Le fondamentalisme libéral du président mis en cause
Ainsi, alors que les PASO devaient identifier les candidats des différents partis postulant à la présidentielle d’octobre et sélectionner ceux réunissant plus de 1,5% des voix, elles se sont transformées en véritable référendum pour ou contre Mauricio Macri. Si les analystes envisageaient une différence de 6 points, les 15% ayant séparé Mauricio Macri d’Alberto Fernández suffiraient à élire ce dernier dès le premier tour, s’ils devaient se répéter fin octobre6.
Mauricio Macri refuse toutefois de reconnaître la victoire de l’opposition dont il s’était fait le pourfendeur depuis des années et qu’il accuse, aujourd’hui encore, alors qu’arrive la fin de son mandat, d’être responsable de la crise actuelle.
Alberto Fernández affirmait ainsi sur C5N, que « la faim recommence à être un problème en Argentine ». Avant d’ajouter « le problème, c’est Macri. Ce sont ses politiques, et son incapacité à donner des réponses intelligentes aux problèmes qui existent ». « Et le monde l’a déjà compris » poursuivait-il, en rappelant sa tournée dans la péninsule hispanique et ses échanges productifs avec l’ambassadeur des États-Unis.
Le candidat qui « ne croit pas en la liberté des marchés », n’a pas non plus oublié la coresponsabilité du FMI, qui a prêté 57 milliards de dollars au gouvernement Macri et imposé ses conditions.
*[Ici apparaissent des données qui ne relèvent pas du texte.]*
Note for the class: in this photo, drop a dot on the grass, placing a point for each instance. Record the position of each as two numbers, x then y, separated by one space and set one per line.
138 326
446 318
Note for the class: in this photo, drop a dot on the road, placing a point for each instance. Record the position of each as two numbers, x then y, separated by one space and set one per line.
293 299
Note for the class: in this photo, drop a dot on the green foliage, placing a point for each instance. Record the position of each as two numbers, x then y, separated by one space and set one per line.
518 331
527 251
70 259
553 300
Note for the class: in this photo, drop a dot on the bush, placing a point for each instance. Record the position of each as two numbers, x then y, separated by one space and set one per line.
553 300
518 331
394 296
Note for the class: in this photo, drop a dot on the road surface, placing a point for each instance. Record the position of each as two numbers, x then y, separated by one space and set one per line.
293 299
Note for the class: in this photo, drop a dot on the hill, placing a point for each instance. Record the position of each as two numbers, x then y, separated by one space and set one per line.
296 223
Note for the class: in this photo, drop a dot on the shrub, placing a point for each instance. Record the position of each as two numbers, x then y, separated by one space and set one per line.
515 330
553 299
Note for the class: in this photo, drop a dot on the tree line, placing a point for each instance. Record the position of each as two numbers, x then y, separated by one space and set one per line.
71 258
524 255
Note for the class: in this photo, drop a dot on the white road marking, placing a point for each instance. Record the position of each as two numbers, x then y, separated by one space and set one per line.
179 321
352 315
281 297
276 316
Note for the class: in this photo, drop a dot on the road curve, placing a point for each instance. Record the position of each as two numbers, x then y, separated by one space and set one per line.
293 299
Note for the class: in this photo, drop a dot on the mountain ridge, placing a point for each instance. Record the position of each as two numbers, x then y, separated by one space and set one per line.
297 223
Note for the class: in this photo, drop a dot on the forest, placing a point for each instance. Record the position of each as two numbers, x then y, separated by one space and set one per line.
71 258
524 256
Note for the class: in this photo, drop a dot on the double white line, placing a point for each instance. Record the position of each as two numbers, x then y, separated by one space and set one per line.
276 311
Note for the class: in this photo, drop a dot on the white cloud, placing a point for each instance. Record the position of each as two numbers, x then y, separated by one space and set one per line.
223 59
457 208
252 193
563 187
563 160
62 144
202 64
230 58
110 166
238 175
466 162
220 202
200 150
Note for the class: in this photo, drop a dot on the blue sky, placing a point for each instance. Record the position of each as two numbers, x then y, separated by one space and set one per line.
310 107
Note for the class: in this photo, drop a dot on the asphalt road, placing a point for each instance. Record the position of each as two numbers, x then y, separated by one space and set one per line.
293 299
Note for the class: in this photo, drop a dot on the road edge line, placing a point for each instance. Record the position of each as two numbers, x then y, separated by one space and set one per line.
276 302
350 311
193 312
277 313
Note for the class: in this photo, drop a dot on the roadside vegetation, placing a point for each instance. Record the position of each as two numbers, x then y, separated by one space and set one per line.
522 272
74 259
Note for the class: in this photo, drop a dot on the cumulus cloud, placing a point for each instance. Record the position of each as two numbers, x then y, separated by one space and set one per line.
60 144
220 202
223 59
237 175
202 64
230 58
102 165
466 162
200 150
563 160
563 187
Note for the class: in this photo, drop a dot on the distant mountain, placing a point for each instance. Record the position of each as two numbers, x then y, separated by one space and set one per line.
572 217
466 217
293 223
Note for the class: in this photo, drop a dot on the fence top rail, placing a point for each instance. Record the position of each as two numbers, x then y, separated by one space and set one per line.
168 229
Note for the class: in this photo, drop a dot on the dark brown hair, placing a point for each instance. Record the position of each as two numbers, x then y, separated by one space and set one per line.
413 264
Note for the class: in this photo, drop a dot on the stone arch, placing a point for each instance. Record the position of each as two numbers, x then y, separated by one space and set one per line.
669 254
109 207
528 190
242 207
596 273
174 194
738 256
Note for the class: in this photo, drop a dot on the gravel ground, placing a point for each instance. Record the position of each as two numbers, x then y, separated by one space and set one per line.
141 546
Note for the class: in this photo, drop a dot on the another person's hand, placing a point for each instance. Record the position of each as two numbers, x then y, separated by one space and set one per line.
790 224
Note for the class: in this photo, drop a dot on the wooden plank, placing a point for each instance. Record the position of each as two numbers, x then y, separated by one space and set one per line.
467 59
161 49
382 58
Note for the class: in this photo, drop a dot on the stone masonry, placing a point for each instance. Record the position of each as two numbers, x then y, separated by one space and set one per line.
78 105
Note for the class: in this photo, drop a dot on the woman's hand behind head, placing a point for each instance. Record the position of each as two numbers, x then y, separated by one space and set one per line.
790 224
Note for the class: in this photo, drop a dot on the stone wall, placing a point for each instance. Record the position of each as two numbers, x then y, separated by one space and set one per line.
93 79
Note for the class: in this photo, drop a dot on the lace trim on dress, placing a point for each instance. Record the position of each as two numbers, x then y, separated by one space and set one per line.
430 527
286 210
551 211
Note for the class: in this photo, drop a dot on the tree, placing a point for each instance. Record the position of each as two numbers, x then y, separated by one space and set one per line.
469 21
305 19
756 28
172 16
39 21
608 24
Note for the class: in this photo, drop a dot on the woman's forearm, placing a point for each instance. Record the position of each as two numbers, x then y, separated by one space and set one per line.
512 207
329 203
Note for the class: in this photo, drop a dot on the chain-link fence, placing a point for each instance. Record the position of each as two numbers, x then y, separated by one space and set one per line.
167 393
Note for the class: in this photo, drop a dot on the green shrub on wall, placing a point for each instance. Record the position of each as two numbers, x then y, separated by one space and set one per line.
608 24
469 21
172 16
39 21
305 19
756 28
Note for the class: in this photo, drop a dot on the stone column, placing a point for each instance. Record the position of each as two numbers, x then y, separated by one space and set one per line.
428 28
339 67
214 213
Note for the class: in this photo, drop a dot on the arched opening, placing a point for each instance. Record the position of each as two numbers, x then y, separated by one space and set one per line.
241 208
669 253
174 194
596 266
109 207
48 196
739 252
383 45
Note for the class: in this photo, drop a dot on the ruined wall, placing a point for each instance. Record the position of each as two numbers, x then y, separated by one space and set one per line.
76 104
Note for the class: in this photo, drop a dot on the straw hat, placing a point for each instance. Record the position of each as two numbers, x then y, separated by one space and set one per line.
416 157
S’il nie que cette accusation signifie qu’il ne rembourserait pas le prêt, s’il devait être élu en octobre – comme l’Argentine l’avait fait suite à la crise de 2001 –, Alberto Fernández précisait, toutefois, que « le Fonds doit assumer la responsabilité qu’il a dans ces résultats et dans ces conséquences ».
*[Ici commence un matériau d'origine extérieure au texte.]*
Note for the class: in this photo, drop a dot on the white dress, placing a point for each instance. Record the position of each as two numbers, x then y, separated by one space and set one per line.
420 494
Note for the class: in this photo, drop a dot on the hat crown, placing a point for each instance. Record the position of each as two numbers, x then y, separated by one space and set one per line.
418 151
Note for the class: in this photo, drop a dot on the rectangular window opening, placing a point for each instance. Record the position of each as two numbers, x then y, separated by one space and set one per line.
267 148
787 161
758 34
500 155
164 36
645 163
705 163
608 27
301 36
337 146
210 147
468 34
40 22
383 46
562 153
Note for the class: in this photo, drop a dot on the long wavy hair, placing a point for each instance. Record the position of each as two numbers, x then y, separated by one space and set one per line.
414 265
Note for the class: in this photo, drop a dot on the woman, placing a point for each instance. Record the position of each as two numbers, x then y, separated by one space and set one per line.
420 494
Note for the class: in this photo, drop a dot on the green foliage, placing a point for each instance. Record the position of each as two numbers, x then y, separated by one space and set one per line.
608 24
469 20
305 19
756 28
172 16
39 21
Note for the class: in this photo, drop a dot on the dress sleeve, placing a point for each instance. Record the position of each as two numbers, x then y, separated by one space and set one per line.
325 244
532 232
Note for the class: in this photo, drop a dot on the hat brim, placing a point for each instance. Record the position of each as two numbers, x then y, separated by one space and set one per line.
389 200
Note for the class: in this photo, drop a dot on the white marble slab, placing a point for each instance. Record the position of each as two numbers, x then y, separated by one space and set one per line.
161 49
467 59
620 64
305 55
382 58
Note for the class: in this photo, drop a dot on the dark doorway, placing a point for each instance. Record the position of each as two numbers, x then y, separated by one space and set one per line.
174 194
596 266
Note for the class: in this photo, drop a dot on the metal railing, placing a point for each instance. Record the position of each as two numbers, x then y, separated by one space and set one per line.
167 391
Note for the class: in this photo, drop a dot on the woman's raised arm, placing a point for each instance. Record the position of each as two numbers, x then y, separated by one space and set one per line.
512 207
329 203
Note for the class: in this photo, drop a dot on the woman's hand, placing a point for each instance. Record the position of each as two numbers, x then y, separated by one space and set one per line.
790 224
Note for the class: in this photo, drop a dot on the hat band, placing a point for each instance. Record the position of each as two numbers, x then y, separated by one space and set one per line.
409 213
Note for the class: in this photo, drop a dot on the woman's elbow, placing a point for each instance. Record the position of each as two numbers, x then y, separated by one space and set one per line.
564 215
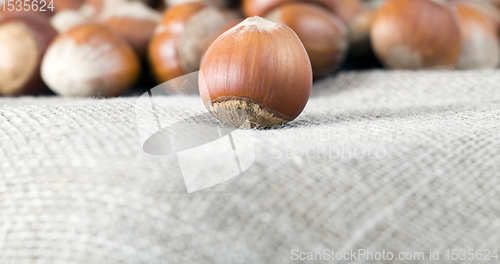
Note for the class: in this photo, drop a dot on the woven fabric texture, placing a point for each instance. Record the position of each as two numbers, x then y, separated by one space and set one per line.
396 161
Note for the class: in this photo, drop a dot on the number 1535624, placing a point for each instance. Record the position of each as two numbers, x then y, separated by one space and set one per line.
26 5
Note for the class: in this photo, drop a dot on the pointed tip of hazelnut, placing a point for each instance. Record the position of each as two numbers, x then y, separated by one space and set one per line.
259 23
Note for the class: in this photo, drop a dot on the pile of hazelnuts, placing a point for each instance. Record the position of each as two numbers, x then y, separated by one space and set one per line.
264 65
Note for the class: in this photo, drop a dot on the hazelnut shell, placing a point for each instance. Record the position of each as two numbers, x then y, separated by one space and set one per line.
416 34
260 68
324 36
24 39
90 60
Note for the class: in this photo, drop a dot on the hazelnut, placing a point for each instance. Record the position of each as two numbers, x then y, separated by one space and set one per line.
90 60
101 5
135 22
64 20
181 38
359 33
60 5
219 3
480 38
416 34
23 42
324 36
344 9
258 70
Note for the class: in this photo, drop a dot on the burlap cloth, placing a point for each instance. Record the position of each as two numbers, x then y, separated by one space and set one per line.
394 161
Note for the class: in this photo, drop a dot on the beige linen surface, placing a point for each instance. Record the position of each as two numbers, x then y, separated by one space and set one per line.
378 160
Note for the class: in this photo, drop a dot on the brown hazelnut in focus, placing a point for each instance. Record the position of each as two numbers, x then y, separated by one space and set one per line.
324 36
257 71
416 34
344 9
480 37
90 60
181 38
23 42
135 22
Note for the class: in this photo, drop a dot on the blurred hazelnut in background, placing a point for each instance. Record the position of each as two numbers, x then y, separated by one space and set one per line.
219 3
133 21
66 19
323 35
344 9
60 5
90 60
416 34
102 5
182 37
480 40
23 41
Une question est de savoir quelle position adoptera le nouveau gouvernement argentin vis-à-vis de sa dette auprès du FMI. Une autre est d’interroger la réalité de la compétence prêtée au FMI et à Christine Lagarde, qui peuvent, raisonnablement, être considérés comme coresponsables du désastre argentin.
« Je ne pense pas qu’elle [Christine Lagarde] soit la personne dont l’Europe a besoin, disait encore Jean Feyder, évoquant sa récente nomination à la tête de la BCE. Il nous faudrait des dirigeants (…) qui, sur le plan économique et monétaire, sachent contribuer à mettre fin aux politiques d’austérité qui depuis bien des années, (…) affectent dramatiquement les économies, l’emploi et les sociétés au sud de l’Europe en particulier en Grèce et que le FMI, sous Christine Lagarde, a coparrainées. De telles politiques ne favorisent pas la nécessaire création d’emplois ni l’orientation vers une autre économie qui soit vraiment durable et adaptée au changement climatique ».
En 2019 encore, comme le disait Martin Caparrós à son collègue d’El País, « la faim est un problème de richesse » …
1 Le 11 août dernier, lors des PASO, Alberto Fernández a réuni 47 % des voix, Mauricio Macri 32 % et Roberto Lavagna, 8%.
2 La Chambre des représentants a voté le projet de loi présenté par l’opposition le jeudi 12 septembre et le Sénat, le mercredi 18.
3 La « sécurité alimentaire » est la facilité d’accès d’une population à une alimentation suffisante en qualité et en quantité. Elle dépend de l’autoproduction et/ou de l’accessibilité économique de la nourriture. Elle se distingue ainsi de la « sous-alimentation », qui est le fait d’avoir une alimentation habituelle insuffisante, pour maintenir une activité normale et une vie saine. « L’insécurité alimentaire » peut ainsi se comprendre comme le signal d’une « sous-alimentation » à venir.
5 Jean Feyder, La faim tue, L’Harmattan, Paris, 2011 (réédition en 2015), 308 p.
6 Le candidat obtenant 45% des votes ou 40% avec 10 points d’écart avec le second étant déclaré vainqueur de l’élection, dès le premier tour.